The California Department of Corrections and Rehabilitation confirmed Pelican Bay State Prison has had its first three inmates test positive for COVID-19.
CDCR Spokesperson Terri Hardy told The Triplicate via email the inmate tested positive on Oct. 28, but could not provide additional information in order to protect the individual’s medical privacy.
On Monday, Nov. 2, a second inmate and four staff members tested positive for COVID-19. A third inmate tested positive Nov. 3.
According to the CDCR’s COVID-19 online tracker at www.cdcr.ca.gov/covid19/population-status-tracking, as of Nov. 11, the three PBSP inmates bring CDCR’s total to 1,038 confirmed COVID-19 case statewide in custody. Another 456 have been confirmed with the coronavirus when released. In total, of the 16,817 total inmates have been confirmed with COVID-19, 15,241 have recovered and 82 have died.

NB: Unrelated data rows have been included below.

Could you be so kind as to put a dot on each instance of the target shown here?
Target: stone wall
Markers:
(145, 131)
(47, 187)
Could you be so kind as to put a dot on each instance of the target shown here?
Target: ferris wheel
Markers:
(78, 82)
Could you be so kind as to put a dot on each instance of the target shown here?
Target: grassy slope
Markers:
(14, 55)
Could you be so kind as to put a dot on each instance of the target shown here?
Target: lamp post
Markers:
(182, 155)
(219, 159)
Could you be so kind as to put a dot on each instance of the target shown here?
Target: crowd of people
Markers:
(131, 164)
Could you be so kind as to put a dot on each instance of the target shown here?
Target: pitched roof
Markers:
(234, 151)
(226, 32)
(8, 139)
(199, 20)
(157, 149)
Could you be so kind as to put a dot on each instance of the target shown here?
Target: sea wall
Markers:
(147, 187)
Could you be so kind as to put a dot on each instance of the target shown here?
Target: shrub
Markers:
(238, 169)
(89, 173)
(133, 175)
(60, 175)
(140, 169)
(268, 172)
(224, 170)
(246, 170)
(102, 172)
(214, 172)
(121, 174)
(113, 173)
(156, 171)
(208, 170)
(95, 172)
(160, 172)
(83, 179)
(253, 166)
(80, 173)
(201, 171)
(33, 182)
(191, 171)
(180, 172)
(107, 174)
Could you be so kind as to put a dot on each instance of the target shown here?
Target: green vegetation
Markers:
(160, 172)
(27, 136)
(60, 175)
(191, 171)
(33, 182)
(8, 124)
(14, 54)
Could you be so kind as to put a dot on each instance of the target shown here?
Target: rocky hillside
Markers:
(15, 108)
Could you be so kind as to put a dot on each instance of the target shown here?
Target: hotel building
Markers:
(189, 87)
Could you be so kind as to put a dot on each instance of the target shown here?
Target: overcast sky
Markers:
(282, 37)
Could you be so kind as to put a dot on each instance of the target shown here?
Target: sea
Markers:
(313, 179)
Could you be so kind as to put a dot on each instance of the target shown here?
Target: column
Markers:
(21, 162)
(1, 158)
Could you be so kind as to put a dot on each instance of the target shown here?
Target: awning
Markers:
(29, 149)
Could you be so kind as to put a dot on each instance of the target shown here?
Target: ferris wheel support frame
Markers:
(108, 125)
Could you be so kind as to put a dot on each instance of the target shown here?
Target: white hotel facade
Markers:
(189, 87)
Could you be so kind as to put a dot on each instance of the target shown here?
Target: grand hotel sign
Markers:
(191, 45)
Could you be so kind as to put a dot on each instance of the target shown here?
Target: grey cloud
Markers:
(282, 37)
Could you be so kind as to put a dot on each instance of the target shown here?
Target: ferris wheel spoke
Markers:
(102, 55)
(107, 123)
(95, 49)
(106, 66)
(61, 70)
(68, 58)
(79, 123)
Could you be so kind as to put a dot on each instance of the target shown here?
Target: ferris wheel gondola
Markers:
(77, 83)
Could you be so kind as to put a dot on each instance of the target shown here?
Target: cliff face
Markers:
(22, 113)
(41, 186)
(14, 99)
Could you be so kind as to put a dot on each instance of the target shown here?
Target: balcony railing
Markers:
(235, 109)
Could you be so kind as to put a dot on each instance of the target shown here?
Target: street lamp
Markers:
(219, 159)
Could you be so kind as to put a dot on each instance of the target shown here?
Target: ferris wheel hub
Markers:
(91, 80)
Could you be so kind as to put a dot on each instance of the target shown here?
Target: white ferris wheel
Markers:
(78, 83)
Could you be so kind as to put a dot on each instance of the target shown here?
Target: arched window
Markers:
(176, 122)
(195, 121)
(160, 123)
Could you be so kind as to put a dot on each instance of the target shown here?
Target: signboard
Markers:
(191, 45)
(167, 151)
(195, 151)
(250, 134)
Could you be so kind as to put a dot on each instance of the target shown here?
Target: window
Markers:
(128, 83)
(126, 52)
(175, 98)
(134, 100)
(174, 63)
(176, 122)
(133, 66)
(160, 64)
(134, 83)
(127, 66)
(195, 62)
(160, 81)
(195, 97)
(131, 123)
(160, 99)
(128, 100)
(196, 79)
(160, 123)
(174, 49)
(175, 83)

Hardy said Pelican Bay follows CDCR’s Patient Movement Matrix when testing for COVID-19.
“This includes housing inmates who have returned from an outside appointment for 14 days in quarantine. While in quarantine, incarcerated people are screened and tested multiple times,” Hardy said. “If they test positive, they are placed in isolation and contact tracing is initiated by CDCR nursing staff. If an inmate in quarantine continues to test negative, they are returned to the inmate population after 14 days.”
In addition, Hardy said PBSP staff are tested biweekly. According to CDCR’s staff COVID-19 tracker, located online at www.cdcr.ca.gov/covid19/cdcr-cchcs-covid-19-status, 52 Pelican Bay staffers have now tested positive for the coronavirus, 42 have returned back to work after self quarantine.
The Del Norte Public Health Department reported 12 total new COVID-19 cases on Monday, Nov. 2, including the six new cases at Pelican Bay State Prison and a 13th on Nov. 3.
None of the new cases required hospitalization according to to the Public Health COVID tracking webpage.
Health officials have been coordinating with Pelican Bay and the California Department of Corrections and Rehabilitations to investigate positive cases and place all positives in isolation and notify and quarantine all close contacts.
Del Norte County Health Officer Dr. Warren Rehwaldt told county supervisors at their meeting Nov. 10 his department is making progress on contact tracing PBSP’s COVID cases.
“I don’t foresee this becoming a big outbreak. The CDCR and CDPH are aware of the situation,” Rehwaldt said. “The experience in other prisons including San Quentin have driven the response activity for all the prisons in the system. So I think it is a very different operational picture than it was 3 or 4 months ago.”
San Quentin State Prison, California’s oldest prison, experienced an outbreak earlier in the summer with 2,200 infections and 28 inmate deaths.
Supervisor Roger Gitlin, who has been following Pelican Bay’s fight against the coronavirus, said all three new cases there were transferees.
“I think it is important for the public to know Pelican Bay has and continues to remain safe through extremely strict protocol by Warden (James) Robinson. I’m proud to say of the job he has done keeping that institution COVID free,” Gitlin said. “These three were transferees. We’ve all heard the information that transferees from San Quentin was definitely a problem spot among the COVID and the warden has indicated they expect some increase in healthy population transferred to the other 34 populations around the state.”
Rehwaldt clarified one of the confirmed inmate cases was a medical return, thus didn’t count as a true transfer. The other two are still being confirmed where they were transferred from.
Supervisor Chris Howard said he was under the impression that transfers from prison to prison had been curtailed.
“When were the state prisons allowed to start transferring prisoners again?” he asked.
His colleague was able to answer that question, saying transfers have been eliminated except for emergency cases. Gitlin added even court cases have been delayed, but not in all cases.
“So there has been limited movement. Not sure the genesis of these three cases where they came from,” Gitlin said. “But there’s no question the amount of movement between all 35 institutions has been severely curtailed. We’ll find out where they came from. I doubt they came from San Quentin and report back to the board.”
Supervisor Lisa Cowan was worried how the inmate positive cases would count toward the overall case number for Del Norte County.
“Had conversations early on that if an inmate became positive, that count would go back to his original county versus ours,” she said. “Are the ones from out of county going to count against us causing us to potentially drop a tier?”
“As I understand it now, and it’s been said over and over again, inmates within the prison system, federal or state prison, do not count toward the county where the prison is situated,” Rehwaldt answered. “So this new total does not affect us. Staff does, unless they reside in Curry County, in which case they count toward Curry.”
As of Nov. 10, the 13 new cases brings Del Norte’s active cases to 14 with zero hospitalizations. Out of 9,578 total tests administered, Del Norte has had 194 total confirmed COVID-19 cases with 180 total recoveries, three hospitalizations and one death.